How to Trade Options

Tips & TutorialsHow to Trade Options

How to Trade Options

Looking to expand your trading portfolio? Look no further than options, a versatile way to diversify and earn great profits. An option is essentially a contract that allows a buyer the right, not the obligation, to buy or sell an asset at a certain price within a certain time frame. It can be used with a variety of assets ranging from equity and stocks to real estate.

Reasons to Trade Options

For experienced investors, options open a world of versatility and allow you to quickly adjust your trading position as situations change. Options can produce strong profits with a smaller amount of cash outlay. You can either trade a single option or combine multiple options into a more complicated, but potentially more lucrative, trade. It all boils down to options allowing investors more freedom to create the deals they want.

Risks to Options

Because options are so versatile, the risks differ according to the situation. Each investor can decide how speculative or conservative they wish their options to be. After all, an option doesn’t include the obligation to purchase something, but rather just the right to do so. However, in general, options tend to be a more advanced trade and have an overall higher degree of risk, often coming with a disclaimer that trading options is not for everyone because of the risk involved. Trading options is especially risky if you are inexperienced or don’t fully understand what you are doing.
Learn to trade options - alvexo

Steps to Trade Options

Option trades are broken into two categories: calls and puts. A call is for you buy the option, and a put is when you sell the option at the agreed upon price. Within calls and puts, there are four main trading strategies:

    • Long call. This option involves buying calls and is good for investors who are bullish on a certain stock but who don’t want to take much risk, or for those wanting to take leveraged profit in a bearish market. One option is equal in size to 100 equity shares, which means that buying calls allows for greater net profit. For example, you could purchase 500 shares of a stock or the equivalent of five options, allowing for a greater reward when the stock grows. The risk of a long call is equal to the premium the investor paid, but the profit potential is essentially limitless.

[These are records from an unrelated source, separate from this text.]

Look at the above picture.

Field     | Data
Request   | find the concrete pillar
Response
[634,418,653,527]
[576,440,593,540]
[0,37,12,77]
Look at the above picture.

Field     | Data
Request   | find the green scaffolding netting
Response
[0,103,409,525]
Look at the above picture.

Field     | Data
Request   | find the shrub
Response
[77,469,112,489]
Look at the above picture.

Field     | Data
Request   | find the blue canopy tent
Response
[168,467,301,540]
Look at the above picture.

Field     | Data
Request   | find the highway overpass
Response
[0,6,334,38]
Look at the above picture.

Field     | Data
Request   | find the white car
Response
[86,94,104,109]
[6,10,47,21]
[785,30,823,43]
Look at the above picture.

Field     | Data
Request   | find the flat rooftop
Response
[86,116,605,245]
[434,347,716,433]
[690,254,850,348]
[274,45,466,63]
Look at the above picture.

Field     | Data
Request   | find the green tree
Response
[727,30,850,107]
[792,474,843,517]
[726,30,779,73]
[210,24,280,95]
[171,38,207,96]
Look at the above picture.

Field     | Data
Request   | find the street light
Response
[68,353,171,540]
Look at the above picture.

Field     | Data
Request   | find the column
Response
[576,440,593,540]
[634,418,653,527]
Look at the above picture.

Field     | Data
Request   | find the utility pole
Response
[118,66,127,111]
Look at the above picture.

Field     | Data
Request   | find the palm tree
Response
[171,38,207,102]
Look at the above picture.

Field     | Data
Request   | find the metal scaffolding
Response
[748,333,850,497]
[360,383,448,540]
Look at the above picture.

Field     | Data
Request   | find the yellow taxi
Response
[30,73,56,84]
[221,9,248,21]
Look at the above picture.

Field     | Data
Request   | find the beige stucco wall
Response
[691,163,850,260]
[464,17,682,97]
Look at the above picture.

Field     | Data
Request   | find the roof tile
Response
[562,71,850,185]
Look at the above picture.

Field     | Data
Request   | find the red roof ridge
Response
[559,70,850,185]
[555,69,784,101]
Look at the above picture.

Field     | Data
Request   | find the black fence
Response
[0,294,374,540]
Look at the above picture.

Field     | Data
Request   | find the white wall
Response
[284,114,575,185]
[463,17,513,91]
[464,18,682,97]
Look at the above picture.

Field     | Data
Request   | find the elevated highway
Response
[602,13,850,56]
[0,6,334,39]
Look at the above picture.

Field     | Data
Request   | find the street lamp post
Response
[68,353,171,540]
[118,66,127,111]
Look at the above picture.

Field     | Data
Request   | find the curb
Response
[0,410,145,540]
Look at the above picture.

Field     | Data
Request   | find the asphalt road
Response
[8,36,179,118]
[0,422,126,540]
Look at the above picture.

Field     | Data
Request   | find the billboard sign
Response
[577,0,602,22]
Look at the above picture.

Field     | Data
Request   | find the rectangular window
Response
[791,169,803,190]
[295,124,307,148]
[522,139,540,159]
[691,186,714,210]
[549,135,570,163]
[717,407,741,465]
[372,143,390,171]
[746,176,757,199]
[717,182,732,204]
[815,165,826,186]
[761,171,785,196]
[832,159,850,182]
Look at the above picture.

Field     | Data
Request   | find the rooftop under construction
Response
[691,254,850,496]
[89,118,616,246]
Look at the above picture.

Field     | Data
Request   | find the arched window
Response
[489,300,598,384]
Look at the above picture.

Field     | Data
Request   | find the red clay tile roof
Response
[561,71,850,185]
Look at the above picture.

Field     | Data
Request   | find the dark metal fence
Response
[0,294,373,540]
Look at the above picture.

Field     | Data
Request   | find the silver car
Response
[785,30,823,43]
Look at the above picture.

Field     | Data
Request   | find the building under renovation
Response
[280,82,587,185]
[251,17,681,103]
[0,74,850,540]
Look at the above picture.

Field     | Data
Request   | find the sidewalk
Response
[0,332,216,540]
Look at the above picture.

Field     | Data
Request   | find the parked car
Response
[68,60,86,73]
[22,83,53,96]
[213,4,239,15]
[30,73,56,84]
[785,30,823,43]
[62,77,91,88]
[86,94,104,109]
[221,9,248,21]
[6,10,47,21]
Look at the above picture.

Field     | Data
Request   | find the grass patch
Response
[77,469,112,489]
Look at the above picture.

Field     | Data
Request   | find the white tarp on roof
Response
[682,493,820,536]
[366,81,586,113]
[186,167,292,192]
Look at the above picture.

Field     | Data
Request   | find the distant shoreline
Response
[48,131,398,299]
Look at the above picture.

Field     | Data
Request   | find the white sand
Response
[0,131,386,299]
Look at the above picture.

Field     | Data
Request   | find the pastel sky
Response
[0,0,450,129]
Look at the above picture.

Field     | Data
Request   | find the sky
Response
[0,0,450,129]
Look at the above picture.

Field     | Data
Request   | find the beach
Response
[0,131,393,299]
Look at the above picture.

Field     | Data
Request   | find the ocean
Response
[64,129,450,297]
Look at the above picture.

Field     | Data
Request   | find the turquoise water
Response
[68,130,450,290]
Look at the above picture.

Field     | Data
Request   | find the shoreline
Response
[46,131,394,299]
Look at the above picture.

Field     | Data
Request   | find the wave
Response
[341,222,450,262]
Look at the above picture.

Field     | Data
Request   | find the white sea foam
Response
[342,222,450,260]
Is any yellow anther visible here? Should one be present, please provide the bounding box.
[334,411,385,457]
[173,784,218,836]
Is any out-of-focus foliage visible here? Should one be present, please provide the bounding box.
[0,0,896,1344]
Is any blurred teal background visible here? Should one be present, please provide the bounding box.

    • Long put. This option involves buying puts and is good for investors wanting to take advantage of a leveraged position or who don’t want to risk a short-sell strategy. If you are bearish on the market, a put option allows you to make a profit if the stock price falls. If the stock price goes up, simply let the option expire with your only loss being the premium. The most an investor would lose in this scenario is the premium paid, but earnings are limited depending on how much the stock is worth.


    • Covered call. This option is good for investors who don’t expect the underlying price of a stock to change. The strategy combines a short position for a call option and a long position in the asset, which ensures the purchaser can deliver on the predetermined price. If the share price increases or decreases too much, the investor faces a risk of losing the stock entirely or the option becoming worthless.


  • Protective put. This strategy works well for investors who own the underlying asset and who want downside protection. It works similarly to simply selling the asset, but it allows the investor to access potential gains over the long term instead of liquidating the portfolio; it is essentially an insurance agreement. A protective put includes a long position on the asset and a long put option strategy. If the price increases at maturity, the investor loses the premium but gains the increased price. If the underlying price decreases, the portfolio’s value drops but the investor gains from the put option position. Potential losses for this strategy are relatively minimal.

There are an infinite number of possibilities when it comes to trading options. The four strategies listed above are the basics, but they can be expanded upon and customized as you gain more experience in the options world. With patience and research, you could create a lucrative and diverse options portfolio.